Proper way to force a Master Election after Split Brain occurs


(Markus Gibson) #1

I would like to know the proper way to correctly handle a split brain situation, I am constantly seeing only "failed to send join request to master" messages in an attempt to connect to a node that is no longer there. The cluster is dead in the water, and does not respond to any requests.


(Mark Walkom) #2

Do you not have minimum masters set?
Have you restarted the existing/old master?
What does _cat/master show for each node in the cluster?


(Niraj Kumar) #3

How many nodes cluster you have and how do you determine it as split brain? Does all the nodes work independently and doesn't join cluster. What is the way of your node cluster join mechanism. (Zen or cloud plugins like cloud-aws)

--
Niraj


(Markus Gibson) #4

Hi, i have the following setting:

discovery.zen.minimum_master_nodes: 1

The old master in this case is completely gone.


(Markus Gibson) #5
  1. I'm thinking that this is split brain, since none of the masters will actually hold an election as they are still looking for the old master.

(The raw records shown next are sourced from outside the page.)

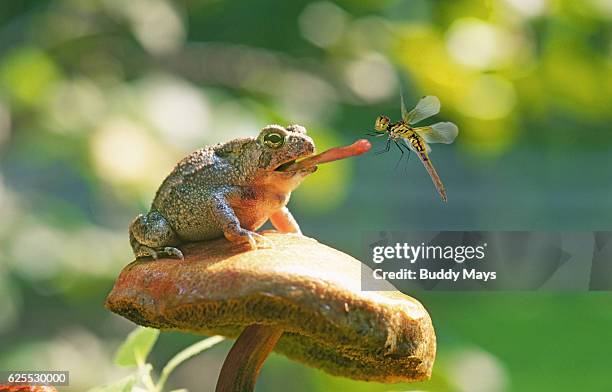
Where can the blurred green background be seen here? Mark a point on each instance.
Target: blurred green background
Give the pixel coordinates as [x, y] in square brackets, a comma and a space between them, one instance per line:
[98, 100]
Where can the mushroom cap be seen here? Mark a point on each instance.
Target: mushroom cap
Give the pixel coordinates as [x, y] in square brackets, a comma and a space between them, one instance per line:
[309, 290]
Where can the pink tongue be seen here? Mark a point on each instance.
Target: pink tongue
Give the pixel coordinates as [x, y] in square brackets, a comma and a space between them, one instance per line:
[333, 154]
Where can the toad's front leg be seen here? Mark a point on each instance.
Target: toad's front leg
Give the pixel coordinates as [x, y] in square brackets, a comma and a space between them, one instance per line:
[284, 221]
[225, 218]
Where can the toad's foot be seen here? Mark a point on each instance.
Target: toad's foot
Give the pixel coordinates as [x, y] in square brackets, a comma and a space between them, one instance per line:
[174, 252]
[255, 240]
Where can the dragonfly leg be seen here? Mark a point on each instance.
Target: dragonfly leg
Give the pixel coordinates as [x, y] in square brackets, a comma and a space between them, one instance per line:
[386, 149]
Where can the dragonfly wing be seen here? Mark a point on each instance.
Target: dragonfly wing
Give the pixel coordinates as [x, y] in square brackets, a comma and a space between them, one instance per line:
[428, 106]
[442, 132]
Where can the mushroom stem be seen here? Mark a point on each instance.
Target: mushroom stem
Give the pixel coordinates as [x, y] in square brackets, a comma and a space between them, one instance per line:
[245, 359]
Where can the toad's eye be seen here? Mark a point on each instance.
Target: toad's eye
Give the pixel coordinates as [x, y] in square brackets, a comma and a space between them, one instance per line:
[274, 140]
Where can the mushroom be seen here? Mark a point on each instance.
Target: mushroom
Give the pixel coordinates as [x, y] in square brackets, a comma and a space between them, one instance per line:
[300, 298]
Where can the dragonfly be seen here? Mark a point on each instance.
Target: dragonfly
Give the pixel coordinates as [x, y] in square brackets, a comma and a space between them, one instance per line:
[405, 135]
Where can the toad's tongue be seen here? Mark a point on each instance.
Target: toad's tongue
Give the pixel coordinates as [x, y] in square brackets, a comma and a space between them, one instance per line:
[333, 154]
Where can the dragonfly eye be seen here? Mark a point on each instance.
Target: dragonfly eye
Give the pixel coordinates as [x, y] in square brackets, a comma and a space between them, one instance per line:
[274, 140]
[382, 123]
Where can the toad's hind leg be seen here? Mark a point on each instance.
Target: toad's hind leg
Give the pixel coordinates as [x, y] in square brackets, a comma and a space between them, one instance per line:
[151, 235]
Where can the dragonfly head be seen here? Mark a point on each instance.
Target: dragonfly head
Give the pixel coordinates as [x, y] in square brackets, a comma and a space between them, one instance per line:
[382, 124]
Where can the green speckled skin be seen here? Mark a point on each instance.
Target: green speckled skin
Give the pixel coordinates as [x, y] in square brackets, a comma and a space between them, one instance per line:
[229, 189]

  2. We have 30 nodes total 3 - master, 2 - client, 25 - data nodes.

  3. No nodes work independently

    discovery.zen.ping.multicast.enabled: false
    discovery.zen.ping.unicast.hosts: [ List of hosts here ]

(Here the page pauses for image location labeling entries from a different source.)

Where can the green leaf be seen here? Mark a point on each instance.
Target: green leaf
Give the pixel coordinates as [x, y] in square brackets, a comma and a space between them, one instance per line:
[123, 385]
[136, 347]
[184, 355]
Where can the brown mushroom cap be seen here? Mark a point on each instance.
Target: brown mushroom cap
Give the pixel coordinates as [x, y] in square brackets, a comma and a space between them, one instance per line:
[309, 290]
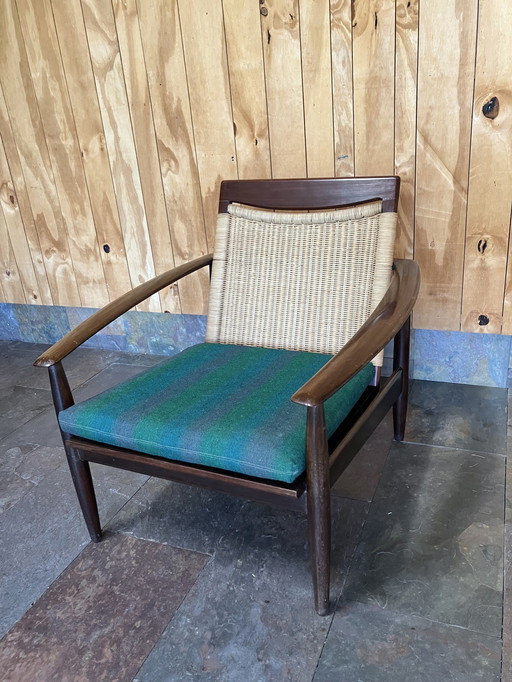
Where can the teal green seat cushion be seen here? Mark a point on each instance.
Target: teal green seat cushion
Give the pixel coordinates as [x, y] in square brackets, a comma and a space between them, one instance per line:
[216, 405]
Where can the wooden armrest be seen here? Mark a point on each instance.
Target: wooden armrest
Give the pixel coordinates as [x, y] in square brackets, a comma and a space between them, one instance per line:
[383, 324]
[110, 312]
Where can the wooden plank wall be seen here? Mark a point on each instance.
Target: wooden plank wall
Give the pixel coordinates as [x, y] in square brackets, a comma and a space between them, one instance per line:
[119, 118]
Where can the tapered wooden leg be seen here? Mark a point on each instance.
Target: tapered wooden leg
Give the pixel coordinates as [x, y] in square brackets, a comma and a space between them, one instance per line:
[80, 471]
[81, 475]
[319, 507]
[401, 359]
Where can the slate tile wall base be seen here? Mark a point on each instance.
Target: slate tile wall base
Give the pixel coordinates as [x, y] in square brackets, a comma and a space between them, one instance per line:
[456, 357]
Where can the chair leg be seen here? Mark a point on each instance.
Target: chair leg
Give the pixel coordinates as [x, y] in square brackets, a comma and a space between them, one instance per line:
[80, 470]
[82, 479]
[401, 359]
[318, 507]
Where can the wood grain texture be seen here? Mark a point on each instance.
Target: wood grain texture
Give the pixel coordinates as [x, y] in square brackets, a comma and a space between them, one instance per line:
[406, 65]
[210, 100]
[342, 86]
[281, 48]
[132, 55]
[315, 38]
[247, 83]
[119, 118]
[111, 89]
[373, 24]
[445, 88]
[490, 173]
[15, 236]
[10, 281]
[59, 128]
[76, 60]
[168, 88]
[31, 145]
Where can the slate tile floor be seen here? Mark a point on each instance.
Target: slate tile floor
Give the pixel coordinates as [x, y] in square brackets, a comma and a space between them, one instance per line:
[193, 585]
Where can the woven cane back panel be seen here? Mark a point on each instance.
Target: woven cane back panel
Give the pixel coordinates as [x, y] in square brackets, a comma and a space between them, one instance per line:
[299, 281]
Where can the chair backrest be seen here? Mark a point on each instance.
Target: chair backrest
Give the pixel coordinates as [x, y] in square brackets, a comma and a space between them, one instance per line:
[306, 274]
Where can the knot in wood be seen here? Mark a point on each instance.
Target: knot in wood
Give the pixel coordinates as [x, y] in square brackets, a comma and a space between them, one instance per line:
[491, 109]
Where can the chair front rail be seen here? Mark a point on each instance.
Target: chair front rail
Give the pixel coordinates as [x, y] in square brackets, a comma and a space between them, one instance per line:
[115, 309]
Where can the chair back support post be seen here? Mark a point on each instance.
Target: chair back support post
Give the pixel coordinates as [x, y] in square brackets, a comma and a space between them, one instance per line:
[401, 347]
[318, 505]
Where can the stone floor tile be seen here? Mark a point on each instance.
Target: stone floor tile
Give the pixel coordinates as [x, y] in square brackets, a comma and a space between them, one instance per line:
[360, 478]
[23, 467]
[45, 530]
[507, 608]
[18, 405]
[371, 645]
[433, 541]
[457, 416]
[43, 429]
[176, 514]
[250, 616]
[101, 618]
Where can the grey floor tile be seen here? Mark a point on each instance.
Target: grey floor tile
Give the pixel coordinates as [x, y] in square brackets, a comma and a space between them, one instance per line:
[18, 405]
[250, 615]
[457, 416]
[507, 607]
[44, 531]
[179, 515]
[433, 541]
[100, 619]
[23, 467]
[43, 428]
[360, 478]
[81, 365]
[366, 644]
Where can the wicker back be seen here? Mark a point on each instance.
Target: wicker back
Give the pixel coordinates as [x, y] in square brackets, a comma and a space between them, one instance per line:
[300, 281]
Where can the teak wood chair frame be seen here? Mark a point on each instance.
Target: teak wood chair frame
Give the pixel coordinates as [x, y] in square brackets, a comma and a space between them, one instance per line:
[326, 458]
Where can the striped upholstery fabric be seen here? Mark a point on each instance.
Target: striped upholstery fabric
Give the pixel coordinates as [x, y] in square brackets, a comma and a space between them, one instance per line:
[300, 281]
[218, 405]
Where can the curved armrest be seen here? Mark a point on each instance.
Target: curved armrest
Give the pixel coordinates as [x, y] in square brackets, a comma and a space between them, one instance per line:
[112, 311]
[383, 324]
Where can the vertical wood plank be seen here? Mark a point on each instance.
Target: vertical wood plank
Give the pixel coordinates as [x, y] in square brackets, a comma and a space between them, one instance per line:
[507, 302]
[167, 80]
[315, 37]
[15, 234]
[84, 103]
[132, 55]
[281, 49]
[43, 55]
[35, 163]
[10, 280]
[19, 218]
[406, 63]
[445, 89]
[210, 100]
[342, 95]
[373, 62]
[110, 86]
[247, 84]
[490, 174]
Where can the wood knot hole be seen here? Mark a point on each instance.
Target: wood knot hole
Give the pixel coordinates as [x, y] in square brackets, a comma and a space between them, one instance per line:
[491, 108]
[482, 245]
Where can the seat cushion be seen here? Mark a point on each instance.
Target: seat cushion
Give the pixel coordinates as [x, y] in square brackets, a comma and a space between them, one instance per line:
[217, 405]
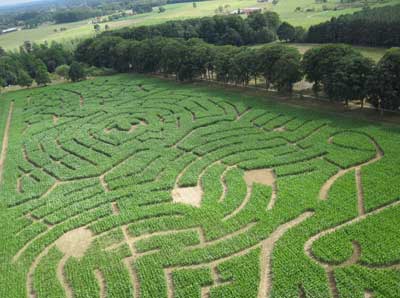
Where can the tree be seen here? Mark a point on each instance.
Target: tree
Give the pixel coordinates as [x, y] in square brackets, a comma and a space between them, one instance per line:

We also have the following set

cloud.node.auto_attributes: true

However we are not in AWS, but an internal cloud solution similar to VMware.


(Christian Dahlqvist) #6

If you have 3 master eligible nodes, you should have discovery.zen.minimum_master_nodes set to 2, not 1, as described in the Definitive Guide.


(Markus Gibson) #7

Yes, I just found that thank you. We use Chef to write out the config, now to figure out why chef suddenly started writing a 1 rather than a 2


(Markus Gibson) #8

I've changed it to 2 however, it's still looking for an old master node. Is there a cache somewhere I need to clear?


(Niraj Kumar) #9

I believe there is no cache mechanism. You can do a quick reboot i believe taking a good amount of downtime.


(system) #10